- Education: Newcastle University
- Scientific career
- Workplaces: University of Bristol London School of Hygiene and Tropical Medicine
- Thesis: The identification and characterisation of genes associated with insulin resistance (1998)

= Caroline Relton =

British biochemist

Caroline Laura Relton is a British biochemist, Professor and Pro Director for Research and Academic Development at the London School of Hygiene and Tropical Medicine. Her research considers genetic and epigenetic epidemiology and looks to understand the role of DNA methylation in complex disease.

== Early life and education ==
Relton studied applied biology and nutritional science as an undergraduate. She earned a postgraduate certificate in science education in 1990. She was a doctoral research student in molecular genetics at Newcastle University. Her research involved investigations into genes associated with insulin resistance.
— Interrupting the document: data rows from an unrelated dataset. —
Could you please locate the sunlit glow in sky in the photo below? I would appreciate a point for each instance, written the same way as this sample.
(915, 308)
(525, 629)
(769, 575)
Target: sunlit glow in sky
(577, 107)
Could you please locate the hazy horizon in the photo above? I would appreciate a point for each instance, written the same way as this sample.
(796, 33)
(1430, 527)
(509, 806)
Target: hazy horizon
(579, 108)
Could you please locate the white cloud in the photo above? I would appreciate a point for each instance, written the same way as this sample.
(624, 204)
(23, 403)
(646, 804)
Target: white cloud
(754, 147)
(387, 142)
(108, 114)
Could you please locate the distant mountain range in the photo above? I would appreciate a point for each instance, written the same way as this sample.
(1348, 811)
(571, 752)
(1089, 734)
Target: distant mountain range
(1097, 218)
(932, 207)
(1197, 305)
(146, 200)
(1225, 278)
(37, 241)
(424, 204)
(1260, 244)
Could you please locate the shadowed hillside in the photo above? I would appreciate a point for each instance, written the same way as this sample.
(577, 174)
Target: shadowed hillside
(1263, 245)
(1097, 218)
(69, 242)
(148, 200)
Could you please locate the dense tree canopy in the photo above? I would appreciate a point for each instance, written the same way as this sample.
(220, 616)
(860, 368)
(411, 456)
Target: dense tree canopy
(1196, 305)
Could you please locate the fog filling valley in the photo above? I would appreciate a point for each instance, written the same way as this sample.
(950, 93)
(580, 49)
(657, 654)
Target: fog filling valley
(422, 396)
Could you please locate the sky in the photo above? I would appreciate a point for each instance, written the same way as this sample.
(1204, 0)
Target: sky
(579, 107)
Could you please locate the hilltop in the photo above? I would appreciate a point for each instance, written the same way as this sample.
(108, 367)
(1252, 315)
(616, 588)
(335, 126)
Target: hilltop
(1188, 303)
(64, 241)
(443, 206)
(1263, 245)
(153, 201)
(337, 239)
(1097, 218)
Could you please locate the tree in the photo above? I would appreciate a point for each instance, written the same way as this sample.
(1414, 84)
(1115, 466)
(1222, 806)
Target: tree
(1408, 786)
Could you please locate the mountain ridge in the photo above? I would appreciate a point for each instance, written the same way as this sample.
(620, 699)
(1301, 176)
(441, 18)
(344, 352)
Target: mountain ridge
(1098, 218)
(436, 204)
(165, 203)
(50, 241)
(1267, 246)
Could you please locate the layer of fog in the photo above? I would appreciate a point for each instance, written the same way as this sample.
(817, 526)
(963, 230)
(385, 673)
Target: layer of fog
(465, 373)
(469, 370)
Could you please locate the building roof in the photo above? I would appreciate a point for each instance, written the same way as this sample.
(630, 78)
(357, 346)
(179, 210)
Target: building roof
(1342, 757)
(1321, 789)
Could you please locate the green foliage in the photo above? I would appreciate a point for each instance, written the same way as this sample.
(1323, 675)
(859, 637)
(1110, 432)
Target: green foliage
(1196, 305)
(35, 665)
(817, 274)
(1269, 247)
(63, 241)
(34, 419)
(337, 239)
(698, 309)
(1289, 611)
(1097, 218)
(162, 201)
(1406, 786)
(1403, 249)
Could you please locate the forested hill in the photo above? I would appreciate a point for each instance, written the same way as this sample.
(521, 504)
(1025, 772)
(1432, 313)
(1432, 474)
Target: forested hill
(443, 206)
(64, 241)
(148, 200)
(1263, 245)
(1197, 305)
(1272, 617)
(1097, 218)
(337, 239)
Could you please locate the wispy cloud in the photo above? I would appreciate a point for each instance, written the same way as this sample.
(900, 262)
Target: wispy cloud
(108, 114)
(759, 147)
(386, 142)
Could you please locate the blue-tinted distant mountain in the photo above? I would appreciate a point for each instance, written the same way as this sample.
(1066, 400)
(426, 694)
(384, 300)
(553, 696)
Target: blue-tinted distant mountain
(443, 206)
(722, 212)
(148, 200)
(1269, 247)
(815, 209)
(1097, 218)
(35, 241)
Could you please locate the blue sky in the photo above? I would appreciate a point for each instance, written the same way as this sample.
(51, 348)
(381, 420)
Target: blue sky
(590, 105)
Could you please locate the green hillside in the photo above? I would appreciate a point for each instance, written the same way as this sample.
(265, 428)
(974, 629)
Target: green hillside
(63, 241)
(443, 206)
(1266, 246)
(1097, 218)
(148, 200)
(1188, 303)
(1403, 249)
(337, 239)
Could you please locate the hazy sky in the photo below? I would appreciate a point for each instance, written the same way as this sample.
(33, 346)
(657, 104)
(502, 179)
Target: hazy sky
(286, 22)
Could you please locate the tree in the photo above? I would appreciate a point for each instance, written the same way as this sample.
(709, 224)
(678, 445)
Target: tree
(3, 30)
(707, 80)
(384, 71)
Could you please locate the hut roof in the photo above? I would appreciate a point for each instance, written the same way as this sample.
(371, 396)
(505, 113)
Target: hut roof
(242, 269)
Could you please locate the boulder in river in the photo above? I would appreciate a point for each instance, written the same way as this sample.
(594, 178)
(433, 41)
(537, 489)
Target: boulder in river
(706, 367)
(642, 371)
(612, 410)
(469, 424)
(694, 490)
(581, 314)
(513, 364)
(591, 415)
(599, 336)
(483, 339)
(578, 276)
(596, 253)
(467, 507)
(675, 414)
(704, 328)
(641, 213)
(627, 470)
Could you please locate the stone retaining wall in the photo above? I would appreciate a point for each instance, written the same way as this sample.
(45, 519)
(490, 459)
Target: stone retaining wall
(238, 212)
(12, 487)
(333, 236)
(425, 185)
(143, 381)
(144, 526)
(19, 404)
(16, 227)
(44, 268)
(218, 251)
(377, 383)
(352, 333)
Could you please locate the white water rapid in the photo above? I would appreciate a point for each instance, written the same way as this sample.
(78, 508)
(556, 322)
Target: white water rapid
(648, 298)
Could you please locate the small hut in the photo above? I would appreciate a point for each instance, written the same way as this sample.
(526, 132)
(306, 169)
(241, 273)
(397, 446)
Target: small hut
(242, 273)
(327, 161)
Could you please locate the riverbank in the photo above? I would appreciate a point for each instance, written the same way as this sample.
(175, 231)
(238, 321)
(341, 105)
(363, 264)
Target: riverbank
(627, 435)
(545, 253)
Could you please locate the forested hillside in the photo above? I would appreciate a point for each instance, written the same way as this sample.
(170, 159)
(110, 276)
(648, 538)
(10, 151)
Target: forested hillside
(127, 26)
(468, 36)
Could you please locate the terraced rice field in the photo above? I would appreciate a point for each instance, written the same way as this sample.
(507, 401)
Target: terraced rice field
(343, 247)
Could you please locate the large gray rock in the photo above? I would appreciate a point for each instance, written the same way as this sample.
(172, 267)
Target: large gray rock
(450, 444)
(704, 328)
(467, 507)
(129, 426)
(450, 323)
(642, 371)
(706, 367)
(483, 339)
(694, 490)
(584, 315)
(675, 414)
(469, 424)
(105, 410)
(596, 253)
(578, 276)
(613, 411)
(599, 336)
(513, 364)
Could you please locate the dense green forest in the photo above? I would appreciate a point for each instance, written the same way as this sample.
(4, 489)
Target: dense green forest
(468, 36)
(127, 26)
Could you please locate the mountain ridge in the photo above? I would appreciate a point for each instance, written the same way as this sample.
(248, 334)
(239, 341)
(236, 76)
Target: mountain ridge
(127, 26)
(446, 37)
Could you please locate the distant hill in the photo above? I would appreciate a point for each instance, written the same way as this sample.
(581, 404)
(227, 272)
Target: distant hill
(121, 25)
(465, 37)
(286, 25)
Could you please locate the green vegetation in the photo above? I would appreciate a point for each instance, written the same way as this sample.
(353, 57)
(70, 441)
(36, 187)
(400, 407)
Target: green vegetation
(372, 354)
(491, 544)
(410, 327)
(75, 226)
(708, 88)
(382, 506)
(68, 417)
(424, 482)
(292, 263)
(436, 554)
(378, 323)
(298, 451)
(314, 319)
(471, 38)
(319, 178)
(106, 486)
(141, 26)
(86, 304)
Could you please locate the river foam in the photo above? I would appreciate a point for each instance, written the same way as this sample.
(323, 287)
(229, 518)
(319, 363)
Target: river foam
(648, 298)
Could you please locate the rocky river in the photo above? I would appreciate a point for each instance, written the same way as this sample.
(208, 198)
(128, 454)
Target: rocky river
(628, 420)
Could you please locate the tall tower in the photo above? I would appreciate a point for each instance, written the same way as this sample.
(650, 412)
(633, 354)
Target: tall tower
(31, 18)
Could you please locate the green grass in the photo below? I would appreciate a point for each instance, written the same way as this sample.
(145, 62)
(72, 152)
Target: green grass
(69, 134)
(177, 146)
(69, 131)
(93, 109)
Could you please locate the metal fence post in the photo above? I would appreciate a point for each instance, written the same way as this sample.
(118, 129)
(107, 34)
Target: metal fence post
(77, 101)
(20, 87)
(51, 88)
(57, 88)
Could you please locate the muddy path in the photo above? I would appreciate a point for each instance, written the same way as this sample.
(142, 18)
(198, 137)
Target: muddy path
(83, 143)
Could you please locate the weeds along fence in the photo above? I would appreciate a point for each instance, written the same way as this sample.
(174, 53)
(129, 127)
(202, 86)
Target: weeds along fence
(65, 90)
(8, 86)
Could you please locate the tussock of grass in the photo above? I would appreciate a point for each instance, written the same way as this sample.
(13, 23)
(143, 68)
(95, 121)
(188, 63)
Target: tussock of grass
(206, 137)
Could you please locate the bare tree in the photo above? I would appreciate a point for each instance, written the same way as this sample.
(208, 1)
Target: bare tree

After completing her doctorate she was appointed to the faculty at Newcastle, a position she held for 12 years.

== Research and career ==
She moved to the University of Bristol in 2012. Relton investigates the variations in epidemiology that cause disease, and how these can be used to predict disease. She uses population-based approaches to study how behavioural, psychological, and social variables relate to DNA methylation. She was one of the first researchers to show that DNA could be a predictor of body weight: factors that influence the development of a baby in the womb (e.g. diet, smoking, stress) can predispose a child to obesity. Relton studied this using the Children of the 90s study. She used data from 520,000 people across Europe to demonstrate a link between levels of B vitamins and lung cancer, showing a reduced risk of lung cancer among people with high levels of Vitamin B6 and methionine.

Alongside her research position at Bristol, Relton is Pro-Director of Research and Development at the London School of Hygiene and Tropical Medicine.